Input buffer overflow in scanner for long comments

43 Views Asked by At

I have defined a LEX scanner with the following rule for scanning (nested) comments:

"(*" {
    int linenoStart, level, ch;

    linenoStart = yylineno;
    level = 1;
    do {
        ch = input();
        switch (ch) {
            case '(':
                ch = input();
                if (ch == '*') {
                    level++;
                } else {
                    unput(ch);
                }
                break;
            case '*':
                ch = input();
                if (ch == ')') {
                    level--;
                } else {
                    unput(ch);
                }
                break;
            case '\n':
                yylineno++;
                break;
        }
    } while ((level > 0) && (ch > 0));
    assert((ch >= 0) || (ch == EOF));
    
    if (level > 0) {
        fprintf(stderr, "error: unterminated comment starting at line %d", linenoStart);
        exit(EXIT_FAILURE);
    }
}

When compiled with FLEX 2.6.4 I get the following error message when I run the scanner on an input file containing a comment with more than 16382 characters:

input buffer overflow, can't enlarge buffer because scanner uses REJECT

Why is that and how can the problem be resolved?

1

There are 1 best solutions below

4
August Karlstrom On BEST ANSWER

When a pattern is matched, in this case (*, only YY_BUF_SIZE = 16384 characters can be retrieved with the function input which reads from a buffer of this size. This limits the size of a comment to YY_BUF_SIZE characters.

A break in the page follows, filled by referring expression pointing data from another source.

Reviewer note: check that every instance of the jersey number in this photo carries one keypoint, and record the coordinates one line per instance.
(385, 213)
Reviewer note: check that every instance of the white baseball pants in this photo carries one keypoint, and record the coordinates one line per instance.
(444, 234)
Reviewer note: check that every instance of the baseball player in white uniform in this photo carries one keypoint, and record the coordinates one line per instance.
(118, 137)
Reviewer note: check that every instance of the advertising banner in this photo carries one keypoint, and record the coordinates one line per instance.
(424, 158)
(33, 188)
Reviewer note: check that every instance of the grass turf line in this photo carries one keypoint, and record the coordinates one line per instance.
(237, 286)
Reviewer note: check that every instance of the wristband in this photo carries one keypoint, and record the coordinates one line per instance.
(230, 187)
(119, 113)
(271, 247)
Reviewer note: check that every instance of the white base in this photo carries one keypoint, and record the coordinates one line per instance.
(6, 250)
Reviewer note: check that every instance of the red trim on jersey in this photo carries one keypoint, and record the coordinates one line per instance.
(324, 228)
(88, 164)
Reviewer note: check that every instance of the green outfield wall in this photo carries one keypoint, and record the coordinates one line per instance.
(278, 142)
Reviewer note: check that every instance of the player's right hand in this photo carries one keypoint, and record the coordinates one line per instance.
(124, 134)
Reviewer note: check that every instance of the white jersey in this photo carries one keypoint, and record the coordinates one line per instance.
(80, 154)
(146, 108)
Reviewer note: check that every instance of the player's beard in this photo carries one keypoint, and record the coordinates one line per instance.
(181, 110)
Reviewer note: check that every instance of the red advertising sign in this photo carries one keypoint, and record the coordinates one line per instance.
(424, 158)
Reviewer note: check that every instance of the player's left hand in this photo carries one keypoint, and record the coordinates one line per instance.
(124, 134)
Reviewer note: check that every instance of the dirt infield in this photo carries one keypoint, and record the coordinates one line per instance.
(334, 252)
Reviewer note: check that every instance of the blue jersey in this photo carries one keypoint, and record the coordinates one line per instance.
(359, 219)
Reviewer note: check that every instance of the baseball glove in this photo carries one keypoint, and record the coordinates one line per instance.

To enable comments of any length we can instead use patterns with a context, like this:

"(*" {
    BEGIN(comment);
    commentNestingLevel = 1;
    commentStartLine = yylineno;
}

<comment>[^*(\n]+

<comment>\n {
    yylineno++;
}

<comment>"*"+/[^)]

<comment>"("+/[^*]

<comment>"(*" commentNestingLevel++;

<comment>"*)" {
    commentNestingLevel--;
    if (commentNestingLevel == 0) {
        BEGIN(INITIAL);
    }
}

<comment><<EOF>> {
    fprintf(stderr, "error: unterminated comment starting at line %d", commentStartLine);
    exit(EXIT_FAILURE);
}